8,000 hours over three years’ worth of time, to be exact — or roughly exact, at least.
“We wanted to retain that special feel of a 60s competition car from an incredible era in British motorsport, but with the comfort, refinement and reliability that would make it an exhilarating daily driver or long-distance GT,” says Eagle founder Henry Pearman in describing the challenge.
Pearman and crew got started by stripping a steel-bodied Series 1 E-Type clean, building it back into its timelessly sensual form with aluminum panels shaped on an English Wheel. Instead of merely remaking it in 1963 spec, Eagle explains it relied on modern-grade aluminum and meticulous fitment to exceed by many times the tolerance standards originally set by Jaguar’s Competitions Department. The specialized team of craftsmen spent 2,500 hours on this exterior build stage alone, recapturing the original curves and creases while adding subtle performance enhancements like a deeper rear ramp angle and enlarged wheel arches built to house 16-in magnesium-alloy wheels.
Of course, 2,500 hours was but a fraction of the final timesheet. Much of Eagle’s blood, sweat and tears dripped below the sumptuous aluminum skin, where work started with swapping the iron block of the six-cylinder engine for an aluminum block, just the way Jaguar did on the original Lightweights so many years ago. It also added in a wide-angle head to improve breathing and bespoke crankshaft, pistons and connecting rods for better responsiveness and durability. As with Eagle’s other builds, displacement was bumped to 4.7 liters.
The overhauled powerplant puts out 380 bhp at 5,750 rpm and 375 lb-ft of torque at 4,000 rpm. Eagle describes a flat torque curve creating effortless speed before the straight-six howls its way toward redline. The engine pairs with a fully reengineered syncromesh five-speed gearbox encased in magnesium. Eagle pegs peak performance at 170 mph+ (274 km/h+) and under five seconds between 0 and 60 mph (96.5 km/h).
Job well done, right? Perhaps, if Eagle’s goal was to create an all-out track performer like the original, but it still had a separate pile of work ahead of it. To give the car the comfort and drivability of a proper Lightweight GT, it dialled in the suspension with custom Ohlins adjustable dampers and tweaked geometry, bushings and spring rates. It then brought in modern four-piston servo-assisted vented disc brakes.
Inside the doors, Eagle increased legroom by tweaking the floorpan, pedal mountings and rear bulkhead. It also overhauled the seats for better long-term comfort and safety, going so far as to 3D-print more ergonomic adjustment levers. A carefully integrated A/C developed in-house and modern thermal insulation leave the fiery hot race car cabin behind in the 20th century.
The final result, as you can see, is absolutely gorgeous: a modern E-Type Lightweight that stops the scale needle dead at 2,242 lb (1,017 kg), even with the air conditioner and additional mod-cons.
After completing Lightweight GT number 1, Eagle is now offering Lightweight GTs to other buyers.
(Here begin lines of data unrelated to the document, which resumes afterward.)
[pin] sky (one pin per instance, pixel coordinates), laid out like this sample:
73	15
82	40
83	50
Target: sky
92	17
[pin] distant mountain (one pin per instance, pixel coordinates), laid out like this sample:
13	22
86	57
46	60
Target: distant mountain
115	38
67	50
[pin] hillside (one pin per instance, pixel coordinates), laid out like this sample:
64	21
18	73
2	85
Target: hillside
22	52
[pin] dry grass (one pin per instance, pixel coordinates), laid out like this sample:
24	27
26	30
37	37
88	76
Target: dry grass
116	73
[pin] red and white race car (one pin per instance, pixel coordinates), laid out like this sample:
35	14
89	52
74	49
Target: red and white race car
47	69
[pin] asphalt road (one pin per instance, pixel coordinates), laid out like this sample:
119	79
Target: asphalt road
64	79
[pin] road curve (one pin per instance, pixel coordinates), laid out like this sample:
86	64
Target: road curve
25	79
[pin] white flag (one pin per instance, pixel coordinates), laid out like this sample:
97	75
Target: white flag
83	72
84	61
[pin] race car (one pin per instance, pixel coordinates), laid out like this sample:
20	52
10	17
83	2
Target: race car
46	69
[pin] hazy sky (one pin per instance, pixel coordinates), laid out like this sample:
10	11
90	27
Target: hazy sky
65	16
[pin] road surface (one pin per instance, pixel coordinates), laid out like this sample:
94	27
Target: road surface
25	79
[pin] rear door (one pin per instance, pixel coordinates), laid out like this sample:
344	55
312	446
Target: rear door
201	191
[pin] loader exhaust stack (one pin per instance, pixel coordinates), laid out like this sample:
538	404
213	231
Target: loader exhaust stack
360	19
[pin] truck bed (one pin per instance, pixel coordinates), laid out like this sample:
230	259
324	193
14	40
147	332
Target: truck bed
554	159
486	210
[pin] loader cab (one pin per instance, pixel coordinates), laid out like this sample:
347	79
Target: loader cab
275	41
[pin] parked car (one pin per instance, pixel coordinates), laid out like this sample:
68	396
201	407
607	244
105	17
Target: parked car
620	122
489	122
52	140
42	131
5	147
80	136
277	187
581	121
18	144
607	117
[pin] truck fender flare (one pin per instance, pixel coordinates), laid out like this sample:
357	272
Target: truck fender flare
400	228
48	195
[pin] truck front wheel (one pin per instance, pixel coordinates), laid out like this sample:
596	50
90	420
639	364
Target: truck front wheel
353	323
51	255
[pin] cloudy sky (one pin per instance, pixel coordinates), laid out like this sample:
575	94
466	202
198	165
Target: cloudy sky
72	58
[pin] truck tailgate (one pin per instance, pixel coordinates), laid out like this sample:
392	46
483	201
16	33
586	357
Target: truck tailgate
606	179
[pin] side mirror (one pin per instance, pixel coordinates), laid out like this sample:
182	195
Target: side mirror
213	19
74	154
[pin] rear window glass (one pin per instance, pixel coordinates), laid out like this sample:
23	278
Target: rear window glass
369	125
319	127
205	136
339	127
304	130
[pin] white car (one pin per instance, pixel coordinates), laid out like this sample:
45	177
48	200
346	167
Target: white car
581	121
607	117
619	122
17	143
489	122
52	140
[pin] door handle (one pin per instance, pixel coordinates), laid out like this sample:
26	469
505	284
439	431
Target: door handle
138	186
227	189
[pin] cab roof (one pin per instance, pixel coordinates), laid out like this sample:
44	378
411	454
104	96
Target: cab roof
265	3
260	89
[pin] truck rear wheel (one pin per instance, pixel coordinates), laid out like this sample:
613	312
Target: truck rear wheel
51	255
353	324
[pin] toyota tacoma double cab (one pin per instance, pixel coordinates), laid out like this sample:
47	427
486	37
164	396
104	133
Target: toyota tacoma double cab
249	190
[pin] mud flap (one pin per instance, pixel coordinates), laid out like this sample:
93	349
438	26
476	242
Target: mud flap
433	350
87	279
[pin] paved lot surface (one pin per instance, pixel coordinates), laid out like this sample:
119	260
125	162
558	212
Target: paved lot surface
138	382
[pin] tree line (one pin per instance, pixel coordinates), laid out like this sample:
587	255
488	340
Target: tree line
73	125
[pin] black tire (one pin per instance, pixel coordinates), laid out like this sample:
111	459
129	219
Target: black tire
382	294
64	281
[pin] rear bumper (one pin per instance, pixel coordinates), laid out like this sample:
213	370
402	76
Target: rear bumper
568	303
It doesn’t hint at how much of their liquid assets buyers will need to sign away, but looking at the near-US$900,000 price of the last new Eagle E-Type special edition we covered tells us it will be quite a bit. And since Eagle only plans to build exactly two special edition models — of all four variations it offers, not just the Lightweight GT — per year, it stands to reason that if you really have to ask … well, you should probably be doing so in Pearman’s office, ready to lay down a deposit.